In which there was very nearly a KIDNAP and weapons were fashioned.
It is Steim am Rhein which is the town in these parts which is famous for being pretty but we didn’t think it prettier than any of it’s neighbours. In fact Uberlingen is our favourite place so far.
PLANS were made last night, Plans that involved an early start and a visit to the monkeys of Monkey Mountain. But no plans survive contact with alcohol and it was my birthday yesterday and I had a LOVELY fillet steak in an Argentinian steak house (actually probably the second nicest steak I’ve ever had, number one being from an actual Argentinian steak house) on the lake front and a bottle of wine.
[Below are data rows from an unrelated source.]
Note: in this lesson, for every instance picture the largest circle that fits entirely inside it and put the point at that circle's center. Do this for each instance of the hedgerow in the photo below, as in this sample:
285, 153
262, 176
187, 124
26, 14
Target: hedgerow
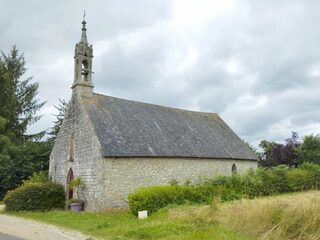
35, 196
261, 182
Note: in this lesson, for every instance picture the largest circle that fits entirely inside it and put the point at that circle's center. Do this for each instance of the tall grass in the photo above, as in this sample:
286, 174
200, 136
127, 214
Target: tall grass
261, 182
295, 216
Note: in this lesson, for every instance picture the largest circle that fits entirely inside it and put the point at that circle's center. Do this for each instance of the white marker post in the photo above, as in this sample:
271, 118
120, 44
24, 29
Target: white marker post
143, 214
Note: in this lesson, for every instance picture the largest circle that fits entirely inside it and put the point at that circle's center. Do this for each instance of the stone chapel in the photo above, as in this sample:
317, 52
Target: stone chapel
117, 145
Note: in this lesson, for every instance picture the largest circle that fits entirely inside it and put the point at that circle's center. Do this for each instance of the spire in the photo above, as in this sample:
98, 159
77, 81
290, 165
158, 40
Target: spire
83, 55
84, 29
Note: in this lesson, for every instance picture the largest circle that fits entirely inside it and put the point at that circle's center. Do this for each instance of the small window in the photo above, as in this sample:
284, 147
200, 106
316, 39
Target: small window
85, 70
71, 148
234, 169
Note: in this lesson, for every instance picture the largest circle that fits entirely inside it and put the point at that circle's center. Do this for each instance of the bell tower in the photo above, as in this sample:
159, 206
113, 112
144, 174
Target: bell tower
83, 55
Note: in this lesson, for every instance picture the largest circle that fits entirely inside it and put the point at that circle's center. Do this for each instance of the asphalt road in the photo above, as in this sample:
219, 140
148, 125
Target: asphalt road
8, 237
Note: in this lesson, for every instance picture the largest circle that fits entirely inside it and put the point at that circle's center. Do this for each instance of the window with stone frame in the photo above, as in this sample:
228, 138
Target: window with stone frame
71, 148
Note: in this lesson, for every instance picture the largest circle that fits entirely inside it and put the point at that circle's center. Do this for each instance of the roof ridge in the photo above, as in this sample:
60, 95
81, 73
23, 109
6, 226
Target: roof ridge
158, 105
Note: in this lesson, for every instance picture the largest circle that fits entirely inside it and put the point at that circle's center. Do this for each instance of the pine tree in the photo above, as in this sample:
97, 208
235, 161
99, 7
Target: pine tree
62, 108
17, 97
20, 154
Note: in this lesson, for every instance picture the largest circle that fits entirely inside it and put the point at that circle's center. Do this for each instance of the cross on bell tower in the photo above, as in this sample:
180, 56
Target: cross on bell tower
83, 64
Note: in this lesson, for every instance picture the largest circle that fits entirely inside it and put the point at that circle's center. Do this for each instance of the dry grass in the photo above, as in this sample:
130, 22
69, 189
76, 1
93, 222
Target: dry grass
283, 217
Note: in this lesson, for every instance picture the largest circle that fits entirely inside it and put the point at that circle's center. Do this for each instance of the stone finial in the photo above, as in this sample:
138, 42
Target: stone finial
84, 29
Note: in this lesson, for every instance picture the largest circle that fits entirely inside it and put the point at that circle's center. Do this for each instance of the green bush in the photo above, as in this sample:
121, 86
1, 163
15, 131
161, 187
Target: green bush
261, 182
33, 196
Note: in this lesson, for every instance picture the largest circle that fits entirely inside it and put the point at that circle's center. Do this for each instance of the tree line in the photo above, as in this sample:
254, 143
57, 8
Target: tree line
291, 153
23, 154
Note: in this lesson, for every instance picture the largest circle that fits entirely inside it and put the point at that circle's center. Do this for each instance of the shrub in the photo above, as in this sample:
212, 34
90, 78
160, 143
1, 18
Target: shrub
33, 196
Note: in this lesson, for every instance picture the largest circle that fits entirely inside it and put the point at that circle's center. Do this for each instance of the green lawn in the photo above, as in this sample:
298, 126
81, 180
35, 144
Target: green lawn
284, 217
123, 225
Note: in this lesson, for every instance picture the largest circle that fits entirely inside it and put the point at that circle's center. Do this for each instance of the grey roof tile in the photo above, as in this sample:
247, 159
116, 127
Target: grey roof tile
133, 129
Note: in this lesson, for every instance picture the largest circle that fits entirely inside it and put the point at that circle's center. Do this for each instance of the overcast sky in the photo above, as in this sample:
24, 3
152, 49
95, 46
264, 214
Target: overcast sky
256, 63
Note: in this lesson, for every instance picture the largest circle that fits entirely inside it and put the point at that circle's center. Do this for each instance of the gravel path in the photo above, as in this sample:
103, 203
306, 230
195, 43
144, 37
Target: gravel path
33, 230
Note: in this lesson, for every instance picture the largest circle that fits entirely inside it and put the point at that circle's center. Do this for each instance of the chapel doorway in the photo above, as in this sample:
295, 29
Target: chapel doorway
69, 179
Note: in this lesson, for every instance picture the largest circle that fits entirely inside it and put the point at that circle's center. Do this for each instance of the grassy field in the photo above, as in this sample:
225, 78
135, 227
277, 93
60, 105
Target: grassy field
295, 216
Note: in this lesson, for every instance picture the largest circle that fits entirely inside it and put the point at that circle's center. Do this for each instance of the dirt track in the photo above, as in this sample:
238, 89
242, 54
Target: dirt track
33, 230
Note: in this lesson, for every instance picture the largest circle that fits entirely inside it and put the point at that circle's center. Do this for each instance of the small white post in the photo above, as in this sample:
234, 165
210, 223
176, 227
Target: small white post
142, 214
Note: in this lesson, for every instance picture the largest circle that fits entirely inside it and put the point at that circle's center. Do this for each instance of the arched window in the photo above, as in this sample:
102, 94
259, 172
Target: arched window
71, 148
85, 70
234, 169
69, 179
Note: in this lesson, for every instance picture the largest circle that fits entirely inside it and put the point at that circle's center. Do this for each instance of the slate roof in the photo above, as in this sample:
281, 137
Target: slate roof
133, 129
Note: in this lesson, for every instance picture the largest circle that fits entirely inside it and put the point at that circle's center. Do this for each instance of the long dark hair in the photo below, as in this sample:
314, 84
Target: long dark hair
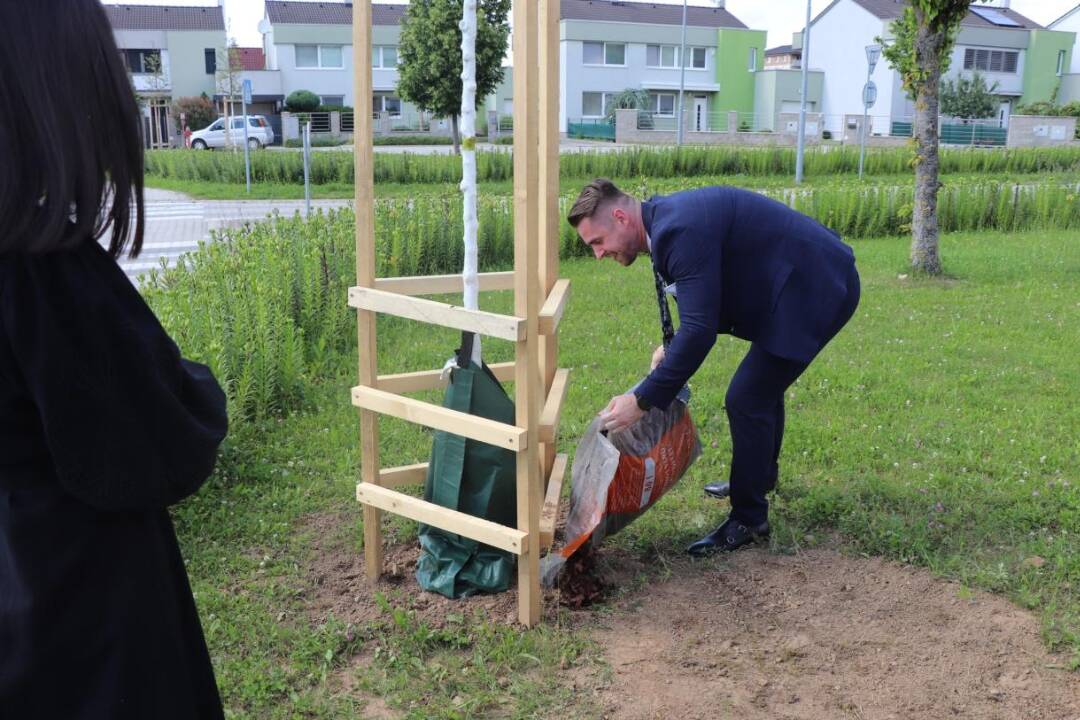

And some beers. So we got a leisurely start from the Hotel Ochsen a few hours later than intended for a short cycle (20k) to Monkey Mountain.
Monkey Mountain is simultaneously the world’s worst zoo (and I’ve been to the Heads of Ayr farm park) and one of the greatest. OK it’s basically a collection of farm buildings, a wood and a pond with 3 different animals. They have ducks which you can feed. They have Cranes (with nests built over the house) which you can look at through binoculars.
And they have MONKEYS* which you can hand feed!
You buy a ticket for a trifling sum (considering you get to FEED the MONKEYS) which gets you into a fenced off area of forest which is full of monkeys. On entering you are given a handful of popcorn and then left to follow a circular path round the forest (about a ten minute amble). Hand feeding monkeys. There are old monkeys, young monkeys and baby monkeys. You are not allowed to stray from the path but the monkeys are and they alternate their time between playing with each other, looking after their young and playing with the tourists.
Once you have completed your circuit you can go round again if you want and get more food, it doesn’t cost any extra! The girls went round FIVE times. They had to be forcibly restrained from stuffing one of the smaller monkeys into a pannier and making off with him.
After this we stumble into the heat of the day from the relative shade of the monkey forest and cycled via Uhldingen (lunch in a bakery) for a visit to a museum about the Bodensee area in the Stone age. We’ve been to a lot of museums in our time, last year we spent a week on Orkney which is essentially a world class Neolithic museum in itself so I wasn’t expecting too much from the stilted housing museum but it was ace.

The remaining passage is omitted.